A common feature of RSNOs is the S-transnitrosation reaction, which is a reversible chemical reaction and has an equilibrium constant close to unity for most of the investigated S-transnitrosation reactions. As a consequence, addition of GSNO or SNAP to biological samples such as muscle fibres at very high concentrations would result in formation of many different low and high molecular mass RSNOs, with concomitant depletion of the respective endogenous low and high molecular mass RSHs and stoichiometric formation of GSH and N-acetyl-penicillamine (NAP), respectively. It is obvious that such conditions will entirely change the physiology of the biological subject under study.

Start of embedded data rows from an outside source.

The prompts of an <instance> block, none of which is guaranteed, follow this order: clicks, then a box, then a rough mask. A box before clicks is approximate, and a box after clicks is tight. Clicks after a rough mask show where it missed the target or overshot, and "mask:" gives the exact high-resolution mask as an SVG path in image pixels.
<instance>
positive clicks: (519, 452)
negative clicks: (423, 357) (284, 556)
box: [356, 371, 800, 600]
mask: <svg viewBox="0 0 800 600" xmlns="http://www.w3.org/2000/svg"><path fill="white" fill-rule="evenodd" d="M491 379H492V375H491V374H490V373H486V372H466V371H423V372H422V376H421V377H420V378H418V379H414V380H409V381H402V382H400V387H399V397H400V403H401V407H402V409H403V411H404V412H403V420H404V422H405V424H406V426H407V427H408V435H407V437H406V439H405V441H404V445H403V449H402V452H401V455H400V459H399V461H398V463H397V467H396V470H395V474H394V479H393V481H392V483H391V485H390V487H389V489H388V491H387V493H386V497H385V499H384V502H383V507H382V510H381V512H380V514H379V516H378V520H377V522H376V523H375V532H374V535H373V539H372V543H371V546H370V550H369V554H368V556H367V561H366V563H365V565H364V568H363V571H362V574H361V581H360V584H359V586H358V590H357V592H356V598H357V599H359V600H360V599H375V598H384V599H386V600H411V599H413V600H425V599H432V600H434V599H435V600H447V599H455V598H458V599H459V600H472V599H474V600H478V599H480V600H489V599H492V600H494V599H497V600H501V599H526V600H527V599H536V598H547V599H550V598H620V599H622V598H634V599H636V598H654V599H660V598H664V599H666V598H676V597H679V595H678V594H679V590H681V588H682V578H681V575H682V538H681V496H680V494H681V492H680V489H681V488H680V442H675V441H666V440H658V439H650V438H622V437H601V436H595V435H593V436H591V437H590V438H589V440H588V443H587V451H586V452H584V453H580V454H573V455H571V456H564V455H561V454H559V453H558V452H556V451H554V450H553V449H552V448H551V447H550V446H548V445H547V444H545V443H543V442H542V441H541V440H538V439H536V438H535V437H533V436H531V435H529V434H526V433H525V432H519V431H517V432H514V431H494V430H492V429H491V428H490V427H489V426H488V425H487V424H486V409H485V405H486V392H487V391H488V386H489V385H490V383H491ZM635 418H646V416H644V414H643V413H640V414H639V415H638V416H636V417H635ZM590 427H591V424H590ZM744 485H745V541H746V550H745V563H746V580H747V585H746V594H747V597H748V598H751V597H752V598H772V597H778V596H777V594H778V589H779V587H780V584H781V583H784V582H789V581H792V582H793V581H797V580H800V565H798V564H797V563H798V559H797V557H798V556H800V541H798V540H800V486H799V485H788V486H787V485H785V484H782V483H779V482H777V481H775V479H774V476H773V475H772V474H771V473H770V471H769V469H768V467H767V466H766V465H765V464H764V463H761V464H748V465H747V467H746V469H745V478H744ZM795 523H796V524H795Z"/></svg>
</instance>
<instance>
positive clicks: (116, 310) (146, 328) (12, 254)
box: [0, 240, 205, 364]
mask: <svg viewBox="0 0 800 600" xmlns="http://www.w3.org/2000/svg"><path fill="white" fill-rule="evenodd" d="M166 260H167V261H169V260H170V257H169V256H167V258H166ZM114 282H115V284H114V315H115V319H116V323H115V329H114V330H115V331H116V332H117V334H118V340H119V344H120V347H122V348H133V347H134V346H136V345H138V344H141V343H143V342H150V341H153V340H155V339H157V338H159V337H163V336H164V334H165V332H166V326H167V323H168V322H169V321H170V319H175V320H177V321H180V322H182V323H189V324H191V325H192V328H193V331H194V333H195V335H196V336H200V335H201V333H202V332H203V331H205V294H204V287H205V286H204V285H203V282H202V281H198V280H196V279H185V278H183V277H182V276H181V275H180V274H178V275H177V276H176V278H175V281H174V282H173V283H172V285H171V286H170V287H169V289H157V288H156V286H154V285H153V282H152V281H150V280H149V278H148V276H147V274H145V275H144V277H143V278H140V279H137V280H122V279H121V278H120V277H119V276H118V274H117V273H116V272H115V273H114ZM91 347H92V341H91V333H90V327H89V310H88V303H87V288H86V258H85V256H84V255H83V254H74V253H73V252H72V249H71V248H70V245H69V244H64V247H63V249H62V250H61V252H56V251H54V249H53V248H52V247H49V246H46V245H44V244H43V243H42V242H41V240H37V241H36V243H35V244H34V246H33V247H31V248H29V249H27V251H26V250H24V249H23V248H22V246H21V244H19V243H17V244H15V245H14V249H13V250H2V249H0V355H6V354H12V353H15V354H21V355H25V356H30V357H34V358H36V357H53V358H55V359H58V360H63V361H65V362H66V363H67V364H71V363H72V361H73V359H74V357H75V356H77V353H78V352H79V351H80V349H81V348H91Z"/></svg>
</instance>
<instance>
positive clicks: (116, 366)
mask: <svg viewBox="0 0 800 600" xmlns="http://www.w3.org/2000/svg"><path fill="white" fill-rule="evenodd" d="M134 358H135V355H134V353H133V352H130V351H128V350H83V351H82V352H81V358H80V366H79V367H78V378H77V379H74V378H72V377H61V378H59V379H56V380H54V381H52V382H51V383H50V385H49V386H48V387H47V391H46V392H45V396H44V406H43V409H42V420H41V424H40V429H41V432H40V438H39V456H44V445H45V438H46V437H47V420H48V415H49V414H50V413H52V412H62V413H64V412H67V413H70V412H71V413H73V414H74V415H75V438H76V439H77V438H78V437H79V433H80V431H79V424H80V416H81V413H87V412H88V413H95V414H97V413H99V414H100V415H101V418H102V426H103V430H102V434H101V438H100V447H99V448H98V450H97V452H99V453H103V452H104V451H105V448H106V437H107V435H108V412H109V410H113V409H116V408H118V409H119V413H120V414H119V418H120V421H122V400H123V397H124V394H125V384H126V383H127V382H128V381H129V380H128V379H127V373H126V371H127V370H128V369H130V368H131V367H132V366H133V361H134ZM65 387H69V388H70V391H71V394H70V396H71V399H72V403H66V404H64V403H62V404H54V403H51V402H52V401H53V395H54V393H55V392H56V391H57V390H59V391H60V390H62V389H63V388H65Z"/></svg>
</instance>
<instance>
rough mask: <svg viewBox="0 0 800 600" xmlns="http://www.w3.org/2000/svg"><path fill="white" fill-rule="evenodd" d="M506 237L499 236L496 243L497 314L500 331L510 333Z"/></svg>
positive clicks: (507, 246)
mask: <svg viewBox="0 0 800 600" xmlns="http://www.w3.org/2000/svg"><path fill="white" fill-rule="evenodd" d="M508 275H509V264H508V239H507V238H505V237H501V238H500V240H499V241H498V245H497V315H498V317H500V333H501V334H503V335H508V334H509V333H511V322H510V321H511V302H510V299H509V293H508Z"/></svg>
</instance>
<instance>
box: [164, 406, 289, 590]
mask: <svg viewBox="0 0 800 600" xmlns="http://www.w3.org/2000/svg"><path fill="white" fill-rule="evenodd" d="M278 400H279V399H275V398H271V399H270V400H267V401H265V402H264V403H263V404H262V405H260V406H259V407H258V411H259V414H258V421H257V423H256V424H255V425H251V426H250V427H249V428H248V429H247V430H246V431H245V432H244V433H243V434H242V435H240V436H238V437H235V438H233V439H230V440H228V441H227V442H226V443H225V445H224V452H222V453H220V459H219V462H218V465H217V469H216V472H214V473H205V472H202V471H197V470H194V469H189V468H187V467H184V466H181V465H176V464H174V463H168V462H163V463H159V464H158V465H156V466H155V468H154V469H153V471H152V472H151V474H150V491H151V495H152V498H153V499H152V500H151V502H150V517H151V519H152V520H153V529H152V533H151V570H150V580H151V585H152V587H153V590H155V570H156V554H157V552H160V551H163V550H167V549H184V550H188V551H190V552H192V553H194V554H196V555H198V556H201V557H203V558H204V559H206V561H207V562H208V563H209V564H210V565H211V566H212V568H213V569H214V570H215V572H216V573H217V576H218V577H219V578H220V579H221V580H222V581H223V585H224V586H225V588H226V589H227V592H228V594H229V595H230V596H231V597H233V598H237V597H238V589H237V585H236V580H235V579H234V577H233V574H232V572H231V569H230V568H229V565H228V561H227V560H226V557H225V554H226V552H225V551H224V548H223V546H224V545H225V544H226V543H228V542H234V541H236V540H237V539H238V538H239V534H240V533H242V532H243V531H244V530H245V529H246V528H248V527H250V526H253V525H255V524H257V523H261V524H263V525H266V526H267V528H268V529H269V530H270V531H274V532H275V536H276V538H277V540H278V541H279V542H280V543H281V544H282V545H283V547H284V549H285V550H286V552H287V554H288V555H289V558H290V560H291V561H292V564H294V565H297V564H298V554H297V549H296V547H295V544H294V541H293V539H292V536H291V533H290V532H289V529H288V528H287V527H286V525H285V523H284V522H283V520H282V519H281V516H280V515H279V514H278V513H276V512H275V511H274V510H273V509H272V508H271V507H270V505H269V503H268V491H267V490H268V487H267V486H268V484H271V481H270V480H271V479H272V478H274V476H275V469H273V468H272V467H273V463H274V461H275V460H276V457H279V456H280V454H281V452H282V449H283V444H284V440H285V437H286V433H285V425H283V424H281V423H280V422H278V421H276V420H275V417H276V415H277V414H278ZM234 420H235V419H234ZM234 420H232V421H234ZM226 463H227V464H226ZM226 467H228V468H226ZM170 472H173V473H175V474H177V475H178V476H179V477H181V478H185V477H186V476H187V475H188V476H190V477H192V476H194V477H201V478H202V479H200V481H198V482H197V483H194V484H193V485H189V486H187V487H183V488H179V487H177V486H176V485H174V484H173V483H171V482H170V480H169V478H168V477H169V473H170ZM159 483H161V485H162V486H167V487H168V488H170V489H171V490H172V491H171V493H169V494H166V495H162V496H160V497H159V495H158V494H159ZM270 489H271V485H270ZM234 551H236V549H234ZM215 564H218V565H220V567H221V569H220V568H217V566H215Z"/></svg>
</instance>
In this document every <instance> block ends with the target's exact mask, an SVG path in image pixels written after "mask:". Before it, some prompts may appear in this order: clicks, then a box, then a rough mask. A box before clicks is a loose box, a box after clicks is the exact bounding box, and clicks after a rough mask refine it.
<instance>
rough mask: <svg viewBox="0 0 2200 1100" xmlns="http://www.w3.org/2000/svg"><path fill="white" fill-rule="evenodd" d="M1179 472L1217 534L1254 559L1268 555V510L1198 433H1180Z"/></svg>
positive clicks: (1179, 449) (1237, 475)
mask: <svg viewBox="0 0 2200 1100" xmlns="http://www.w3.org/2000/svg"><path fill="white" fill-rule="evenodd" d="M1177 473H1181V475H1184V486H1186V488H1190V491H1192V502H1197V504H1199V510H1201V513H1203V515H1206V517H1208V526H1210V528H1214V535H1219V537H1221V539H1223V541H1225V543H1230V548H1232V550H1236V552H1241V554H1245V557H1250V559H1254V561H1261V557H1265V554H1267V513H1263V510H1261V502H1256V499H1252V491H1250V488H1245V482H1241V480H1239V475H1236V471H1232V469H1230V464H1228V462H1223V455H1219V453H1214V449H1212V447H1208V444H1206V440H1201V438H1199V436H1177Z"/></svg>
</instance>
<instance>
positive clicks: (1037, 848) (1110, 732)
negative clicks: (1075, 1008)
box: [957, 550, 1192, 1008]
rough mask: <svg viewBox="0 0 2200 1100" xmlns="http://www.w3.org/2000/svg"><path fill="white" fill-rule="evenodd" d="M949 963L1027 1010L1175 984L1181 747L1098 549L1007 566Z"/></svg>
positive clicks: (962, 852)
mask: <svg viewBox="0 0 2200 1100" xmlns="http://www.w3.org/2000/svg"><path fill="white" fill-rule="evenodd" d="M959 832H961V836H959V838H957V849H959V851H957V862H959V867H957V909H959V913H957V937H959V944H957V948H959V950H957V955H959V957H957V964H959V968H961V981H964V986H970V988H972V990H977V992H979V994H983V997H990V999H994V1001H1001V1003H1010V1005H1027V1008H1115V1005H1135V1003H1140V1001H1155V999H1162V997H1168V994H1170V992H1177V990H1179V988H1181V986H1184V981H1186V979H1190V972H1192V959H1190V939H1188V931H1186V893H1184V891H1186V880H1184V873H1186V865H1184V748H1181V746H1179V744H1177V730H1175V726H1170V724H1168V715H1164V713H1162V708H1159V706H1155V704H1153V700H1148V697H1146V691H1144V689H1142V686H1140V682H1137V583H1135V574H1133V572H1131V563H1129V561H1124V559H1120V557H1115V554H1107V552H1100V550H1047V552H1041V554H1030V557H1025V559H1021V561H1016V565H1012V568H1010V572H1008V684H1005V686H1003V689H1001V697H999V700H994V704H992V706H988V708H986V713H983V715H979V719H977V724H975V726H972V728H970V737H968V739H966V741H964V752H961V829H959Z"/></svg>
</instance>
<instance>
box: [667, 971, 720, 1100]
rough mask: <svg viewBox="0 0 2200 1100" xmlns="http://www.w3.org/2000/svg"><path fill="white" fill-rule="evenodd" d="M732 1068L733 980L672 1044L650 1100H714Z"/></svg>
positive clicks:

Moreover, given the high RSNO concentration used in such experiments, additional pathways may be influenced, for example the activity of enzymes such as the cyclooxygenases may be increased or inhibited (Tsikas & Niemann, 2012). Consequently, the effects originally intended to be studied may be superimposed on secondary actually subject-independent mechanisms.
It is worth mentioning that the S-transnitrosation reaction per se is not a redox reaction. In particular, the reaction of GSNO with Cys moieties of proteins is an S-transnitrosation reaction but not an S-glutathionylation reaction. Thus, reactions of GSNO with proteinogenic SH groups of Cys moieties do not change the oxidative state of the S atom of the SH group of the proteinogenic Cys moiety or GSH, or the oxidative state of the N atom of the nitrosyl group (+NO) of RSNOs. In contrast to the S-transnitrosation reaction, the S-glutathionylation reaction is a redox reaction and cannot be carried out by authentic GSNO. S-Glutathionylation seen from the use of GSNO should be considered rather artefactual and secondary, and can be explained by the formation of glutathione disulfide (GSSG) and/or other minor species formed from decomposed GSNO originally applied in very high concentrations. In addition, nitrite, the major GSNO-derived nitrogen species (Tsikas 2008), may interact with enzymes and proteins including catalase (Bohmer et al. 2011), xanthine oxido reductase and myoglobin, thus potentially interfering with the actual actions of GSNO.
Considering the above-mentioned ramifications, and given the stronger S-glutathionylation potency of GSSG in association with its higher physiological concentration in biological systems compared to GSNO, studies on potential physiological roles of GSNO should involve careful use of GSNO at physiologically relevant concentrations and should be controlled by testing major decomposition products including GSSG and nitrite.